Digital Government Research Center (DGRC)

Meeting with Census, EIA, and BLS

Focus on Ontologies Metadata and Definition Analysis — March 31, 2000

Judith L. Klavans, Columbia University

 

Agenda:

10-11:30 Presentation of Project progress; Judith Klavans

11:30-2:00 working lunch, discussion and feedback

Attendees and Discussants: John Marshall, Renee Miller, Andrew Hait, Samuel Highsmith, Mark Wallace, Dan Gillman, Fred Conrad, Cathy Dippo

Presentation Summary: Slides from Judith’s presentation can be found at www.cs.columbia.edu/digigov. The slides from this meeting were updated and presented at the Interface 2000 meeting. Point to "Publications and Presentations" and then to "Interface 2000". A live demo of the working lexical knowledge based creation system was also given. This working system can be found through the Columbia Digital Government Web site by clicking on "Projects" and then on the Lexical Knowledge Base (LKB) tools. Since the focus of the meeting in Washington was on ontologies, we reviewed the details of input and output. However, an update was also given on the initial state of the user interface as well as the information integration components, both of which can be found in the slides.

Discussion:

The notes that follow were taken by Judith during the meeting. They are not intended as a full coverage of everything discussed due to the difficulty of simultaneously taking notes and participating in the discussion. All attendees participated actively although only some are cited by name below. The notes have been vetted by all attendees for correctness.

1. Viewing the source data

Judith showed the source data, with the colorful interface that she and her student, Brian Whitman, designed specifically for display of different views on the lexical knowledge base. Initial discussion from the group focused on ways to view this data. There are two potential client groups for the ontology. The first is composed of analysts, who will use the ontology as a way to understand the organizational logic of the knowledge. The second potential group is composed of more casual, less expert users who might be interested in a display of a limited set of ontology data. Dan Gillman commented that it is difficult to evaluate the way we have looked at the data without seeing the new user interface. This led us into a discussion of the UI. Leading into the next meeting in the summer or fall on the UI, Judith asked about what people wanted in general from the UI. Cathy would like to consider the utility of including relevant industry-based statistics rather than restricting research to product-based statistics.
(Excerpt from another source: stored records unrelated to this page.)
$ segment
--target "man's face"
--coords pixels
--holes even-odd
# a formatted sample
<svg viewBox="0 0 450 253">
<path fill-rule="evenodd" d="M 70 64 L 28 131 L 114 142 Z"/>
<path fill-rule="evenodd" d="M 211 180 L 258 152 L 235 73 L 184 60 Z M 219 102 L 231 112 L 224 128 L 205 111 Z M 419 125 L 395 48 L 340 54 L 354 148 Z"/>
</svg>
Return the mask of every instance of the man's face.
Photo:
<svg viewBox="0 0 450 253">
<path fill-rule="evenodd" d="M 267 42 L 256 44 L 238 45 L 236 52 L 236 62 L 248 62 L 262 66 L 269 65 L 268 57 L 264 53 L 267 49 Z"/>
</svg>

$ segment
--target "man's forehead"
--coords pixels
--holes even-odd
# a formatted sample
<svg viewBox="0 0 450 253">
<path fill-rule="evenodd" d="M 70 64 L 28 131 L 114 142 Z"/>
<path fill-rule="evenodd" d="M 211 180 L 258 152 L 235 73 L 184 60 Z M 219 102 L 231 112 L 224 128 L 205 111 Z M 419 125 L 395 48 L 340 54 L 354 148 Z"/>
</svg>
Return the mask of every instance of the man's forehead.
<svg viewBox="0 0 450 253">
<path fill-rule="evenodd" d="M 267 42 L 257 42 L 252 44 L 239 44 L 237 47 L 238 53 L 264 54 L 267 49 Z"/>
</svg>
This addition would lead to increased complexity but would also add significant amounts of data and metadata.

2. UI desiderata

The experience of the people who have already built UI’s for these kinds of applications is the users want a wall-less interface, i.e., they don’t want to know where it’s from. They are only interested in what the UI contains that can answer their questions. Also, they prefer fewer levels in one or two screens, not on a long branch of a tree. Since this meeting is in source data and not the UI we separated the two topics for the bulk of the remaining discussion.

3. Metadata and Terms

Metadata drive systems, so users need to know what a term is. The important metadata will help divide the landscape on user interface, will present a problem space to people, and will provide criteria to select to navigate through it. Some items are important, and then more sophisticated users will need more detail, say a second level.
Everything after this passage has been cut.